Crucially, the findings of this trial have helped lay the groundwork for a national lung screening programme – a “landmark decision in lung cancer care in this country”, according to Professor Mat Callister, who leads the study.

We’re also trialling new early diagnosis approaches in Hull. The Check Your Lungs campaign is working with GP practices to look out for people who might have symptoms of lung cancer. And a new study in Hull is developing a lung health campaign tailored for workplaces, to encourage more people to seek help for any lung symptoms.

Male clinician looking at a lung screening image on a PC monitor

Improving treatment and improving lives

Typical treatments for lung cancer include surgery, radiotherapy, and chemotherapy, as well as new targeted drugs. Yorkshire Cancer Research is funding programmes to help improve lung cancer therapy, ensuring people get the most effective treatment for them while minimising side-effects.

Scientists in Sheffield are analysing cutting-edge MRI images to see if they can reveal clues to help doctors select the best treatment options for people with lung cancer.

In Leeds, we’re funding a trial of an education and lifestyle programme, including exercise and dietary advice and stop-smoking support, to see if it can improve the wellbeing and likelihood of survival for people with lung cancer being treated with radiotherapy.

Radiotherapy is a key part of treatment for many people with lung cancer, but it can also cause damage to the heart. Researchers in Leeds are identifying areas of the heart that are most vulnerable to damage caused by radiotherapy, so that these areas can be avoided or protected. Reducing this damage to the heart could improve survival among people with lung cancer, and the findings could be applied to other cancers such as breast cancer.

Thanks to you

All this work is only possible thanks to donations from supporters like you.
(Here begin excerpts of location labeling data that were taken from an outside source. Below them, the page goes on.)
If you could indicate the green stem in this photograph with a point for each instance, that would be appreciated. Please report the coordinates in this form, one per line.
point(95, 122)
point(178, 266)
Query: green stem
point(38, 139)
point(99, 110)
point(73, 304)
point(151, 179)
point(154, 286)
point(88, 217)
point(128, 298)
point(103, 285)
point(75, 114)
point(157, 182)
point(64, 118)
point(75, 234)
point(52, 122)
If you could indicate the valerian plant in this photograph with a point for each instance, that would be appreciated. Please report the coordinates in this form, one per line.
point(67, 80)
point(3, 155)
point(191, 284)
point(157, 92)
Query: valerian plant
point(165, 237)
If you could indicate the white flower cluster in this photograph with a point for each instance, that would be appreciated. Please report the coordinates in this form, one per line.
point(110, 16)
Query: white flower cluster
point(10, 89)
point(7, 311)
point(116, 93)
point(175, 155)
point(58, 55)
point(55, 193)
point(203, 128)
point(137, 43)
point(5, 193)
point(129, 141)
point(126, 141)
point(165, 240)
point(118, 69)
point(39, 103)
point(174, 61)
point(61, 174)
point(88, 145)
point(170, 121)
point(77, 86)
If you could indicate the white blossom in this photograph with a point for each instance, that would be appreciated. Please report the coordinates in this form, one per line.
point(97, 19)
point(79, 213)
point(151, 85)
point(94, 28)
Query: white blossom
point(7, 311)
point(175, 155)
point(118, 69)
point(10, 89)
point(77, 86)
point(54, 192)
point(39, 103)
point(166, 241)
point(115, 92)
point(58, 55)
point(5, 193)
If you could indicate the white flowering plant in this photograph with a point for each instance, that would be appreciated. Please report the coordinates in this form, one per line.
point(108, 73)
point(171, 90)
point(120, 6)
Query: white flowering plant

We share the same vision of a world where cancer no longer destroys lives and breaks families apart.

Funding cutting-edge research is the best way to achieve this, and your support for research gives us hope for a better future for people with lung cancer, in Yorkshire and beyond.

Donate today

The main symptoms of lung cancer include:

  • a cough that doesn’t go away after two or three weeks,
  • a long-standing cough that gets worse,
  • chest infections that keep coming back,
  • coughing up blood,
  • an ache or pain when breathing or coughing,
  • persistent breathlessness,
  • persistent tiredness or lack of energy,
  • loss of appetite or unexplained weight loss.

If you or someone you know have had any of the symptoms above, make sure to get an appointment with a GP as soon as possible.